When questioned whether the township has the money — $32,000 to generate a bid package and up to a million dollars — to spend for renovations, Conary said the project could be paid for with funds borrowed at the latter part of 2011 for use to purchase open space. He said the township borrowed $2.1 million dollars based on appraisals submitted for the properties, “Turns out, with reappraisals and renegotiations, we came in about a million dollars less than expected.”
Since the township’s ability to purchase open space expired at the end of 2011, Conary said the million dollars, minus a probable penalty , could be applied toward the loan, but “since it carries such a low (2.7%) interest rate, using the money for the Barnard House has some appeal to it.”
Supervisors’ Vice-Chair Georgia Brutscher added that the township is already budgeting $50,000 per year to maintain the building in its current condition. Brutscher said the $50,000 would come close to covering the interest payment on the loan without taxing residents, “we could get a building that would be usable in two years rather than put out $50,000 each year to have a building that cannot be used.”

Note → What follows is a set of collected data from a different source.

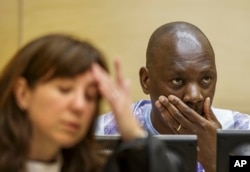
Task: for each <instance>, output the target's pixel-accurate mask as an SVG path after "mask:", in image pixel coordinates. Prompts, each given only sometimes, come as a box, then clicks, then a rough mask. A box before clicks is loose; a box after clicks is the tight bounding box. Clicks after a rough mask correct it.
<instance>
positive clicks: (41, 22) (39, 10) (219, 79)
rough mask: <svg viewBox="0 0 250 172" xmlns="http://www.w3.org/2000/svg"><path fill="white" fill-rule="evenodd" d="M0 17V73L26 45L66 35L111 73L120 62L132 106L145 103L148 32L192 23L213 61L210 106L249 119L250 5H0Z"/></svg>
mask: <svg viewBox="0 0 250 172" xmlns="http://www.w3.org/2000/svg"><path fill="white" fill-rule="evenodd" d="M0 11H1V15H0V69H1V68H2V67H3V66H4V65H5V64H6V63H7V61H8V60H9V58H10V57H12V56H13V55H14V53H15V52H16V51H17V50H18V48H20V47H21V46H22V45H24V44H25V43H27V42H28V41H30V40H32V39H34V38H36V37H38V36H41V35H43V34H47V33H58V32H59V33H67V34H71V35H74V36H77V37H79V38H81V39H85V40H87V41H90V42H91V43H92V44H94V45H95V46H97V47H98V48H99V49H100V50H101V51H102V52H103V54H104V55H105V56H106V58H107V60H108V63H109V66H110V68H111V72H113V66H112V65H113V60H114V59H115V58H120V59H121V62H122V64H123V73H124V75H125V76H126V77H128V78H129V79H130V80H131V95H132V98H133V100H134V101H136V100H139V99H142V98H149V97H148V96H147V95H144V94H143V92H142V90H141V87H140V83H139V74H138V72H139V68H140V67H141V66H143V65H145V52H146V47H147V43H148V40H149V37H150V35H151V34H152V32H153V31H154V30H155V29H156V28H157V27H159V26H160V25H162V24H165V23H167V22H172V21H187V22H190V23H193V24H194V25H196V26H198V27H199V28H200V29H201V30H202V31H203V32H204V33H205V34H206V35H207V37H208V38H209V40H210V41H211V43H212V45H213V47H214V51H215V55H216V62H217V69H218V83H217V90H216V94H215V98H214V103H213V105H214V106H216V107H220V108H227V109H233V110H237V111H241V112H245V113H248V114H250V87H249V86H250V1H249V0H126V1H121V0H120V1H119V0H105V1H104V0H0ZM72 67H74V66H72ZM2 91H4V90H0V92H2ZM103 110H104V111H105V110H108V109H107V108H106V107H105V104H104V105H103Z"/></svg>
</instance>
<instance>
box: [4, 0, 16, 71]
mask: <svg viewBox="0 0 250 172" xmlns="http://www.w3.org/2000/svg"><path fill="white" fill-rule="evenodd" d="M18 5H19V4H18V0H10V1H6V0H0V11H1V15H0V70H1V69H2V67H3V66H4V65H5V64H6V62H7V61H8V60H9V58H10V57H11V56H12V55H13V54H14V53H15V51H16V50H17V48H18V18H19V16H18V8H19V7H18Z"/></svg>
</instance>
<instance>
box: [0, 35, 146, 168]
mask: <svg viewBox="0 0 250 172" xmlns="http://www.w3.org/2000/svg"><path fill="white" fill-rule="evenodd" d="M116 73H117V76H116V81H115V82H113V81H112V79H111V78H110V77H109V75H108V74H107V66H106V63H105V61H104V59H103V56H102V54H101V53H100V52H99V51H98V50H97V49H96V48H95V47H93V46H92V45H90V44H89V43H87V42H84V41H80V40H77V39H75V38H73V37H70V36H66V35H60V34H53V35H47V36H43V37H40V38H38V39H35V40H33V41H32V42H30V43H28V44H27V45H26V46H24V47H23V48H22V49H20V50H19V51H18V52H17V54H16V55H15V56H14V57H13V58H12V59H11V61H10V62H9V63H8V64H7V66H6V67H5V68H4V70H3V71H2V72H1V76H0V90H1V97H0V171H1V172H2V171H4V172H6V171H8V172H11V171H15V172H16V171H21V172H24V171H28V172H29V171H36V172H37V171H39V170H40V171H53V172H54V171H69V172H79V171H88V172H91V171H99V170H100V169H101V167H102V164H101V163H100V161H98V157H97V154H96V153H95V147H94V146H93V132H94V129H95V125H94V122H95V119H96V117H97V115H98V114H99V103H100V98H101V96H104V97H105V98H106V99H107V100H108V102H109V104H110V106H111V108H112V110H113V111H114V112H115V118H116V121H117V123H118V126H119V130H120V132H121V135H122V139H123V140H124V141H130V140H134V139H136V138H141V137H145V132H144V131H143V130H142V129H141V128H140V127H139V125H137V123H136V121H135V120H134V119H133V117H132V115H131V112H130V104H131V101H130V98H129V96H128V91H127V90H128V89H127V84H126V82H125V80H124V79H123V77H122V75H121V73H120V67H119V63H116ZM110 90H112V91H110ZM118 99H119V101H118Z"/></svg>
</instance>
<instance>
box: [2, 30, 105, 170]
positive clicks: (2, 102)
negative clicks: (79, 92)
mask: <svg viewBox="0 0 250 172" xmlns="http://www.w3.org/2000/svg"><path fill="white" fill-rule="evenodd" d="M93 63H98V64H99V65H100V66H102V67H103V68H104V69H105V70H106V71H107V66H106V63H105V60H104V58H103V55H102V54H101V53H100V52H99V51H98V50H97V49H96V48H95V47H94V46H92V45H91V44H90V43H88V42H84V41H81V40H78V39H76V38H73V37H71V36H67V35H63V34H51V35H46V36H42V37H40V38H37V39H35V40H33V41H31V42H30V43H28V44H27V45H26V46H24V47H23V48H21V49H20V50H19V51H18V52H17V53H16V55H15V56H14V57H13V58H12V59H11V60H10V62H9V63H8V64H7V65H6V67H5V68H4V70H3V71H2V72H1V73H0V92H1V94H0V95H1V96H0V172H2V171H4V172H7V171H8V172H12V171H13V172H17V171H25V162H26V160H27V153H28V147H29V139H30V135H31V132H32V128H31V124H30V121H29V119H28V118H27V114H26V113H25V111H24V110H22V109H20V108H19V106H18V105H17V103H16V99H15V96H14V93H13V90H14V86H15V84H16V81H17V79H18V78H20V77H23V78H25V79H26V81H27V83H28V85H29V87H31V88H32V87H35V86H36V84H37V83H38V82H39V81H41V80H42V78H44V76H46V80H45V81H44V80H43V82H46V81H48V80H51V79H53V78H56V77H74V76H76V75H78V74H81V73H83V72H85V71H87V70H89V69H90V68H91V65H92V64H93ZM48 74H49V75H48ZM100 98H101V97H99V98H98V101H97V107H99V104H100ZM98 114H99V108H97V109H96V112H95V117H97V115H98ZM94 123H95V118H94V120H93V121H92V125H91V128H90V129H89V131H88V133H87V135H86V137H85V138H84V139H82V140H81V141H80V142H79V143H78V144H77V145H76V146H74V147H72V148H68V149H63V150H62V156H63V167H62V171H67V172H79V171H95V170H96V167H98V165H97V164H94V163H95V162H96V161H95V153H93V152H94V151H93V148H92V143H93V132H94V128H95V125H94Z"/></svg>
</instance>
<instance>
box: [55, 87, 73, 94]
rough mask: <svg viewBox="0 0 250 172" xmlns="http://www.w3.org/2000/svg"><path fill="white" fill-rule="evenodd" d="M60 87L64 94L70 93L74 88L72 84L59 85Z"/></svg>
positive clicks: (59, 88)
mask: <svg viewBox="0 0 250 172" xmlns="http://www.w3.org/2000/svg"><path fill="white" fill-rule="evenodd" d="M58 89H59V91H60V92H61V93H63V94H67V93H70V92H71V90H72V88H71V87H70V86H58Z"/></svg>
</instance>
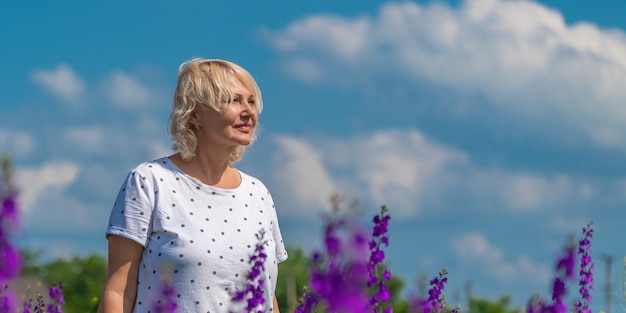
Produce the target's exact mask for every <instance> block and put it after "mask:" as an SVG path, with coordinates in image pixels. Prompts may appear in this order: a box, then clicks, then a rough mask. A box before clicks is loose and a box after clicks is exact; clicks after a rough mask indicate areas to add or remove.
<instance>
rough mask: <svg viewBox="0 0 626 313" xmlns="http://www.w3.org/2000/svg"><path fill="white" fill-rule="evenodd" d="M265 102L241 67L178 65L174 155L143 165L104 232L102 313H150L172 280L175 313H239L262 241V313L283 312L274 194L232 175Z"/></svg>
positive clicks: (260, 187)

Township resident and former supervisor, Lauressa McNemar, stated that the Barnard House was given to the township and “is not just an old building…it is historically significant.” She said that previous township leaders held a planned vision for the property which included parking, picnic areas and access to the township’s extensive trail system. She explained that nearly $200,000 of the projected cost is specific to site work “which has nothing to do with the actual building” but includes items such as outdoor lighting, handicapped access, parking and septic.
The scope of the project has been scaled back — the original plan called for more renovated space and additional room being added to the building for community use. Now, those elements have been put on hold, to reduce the overall cost of the project.
Supervisors agreed that they need to obtain more information on the proposal before moving forward and would continue to seek grant funding for any recreational components.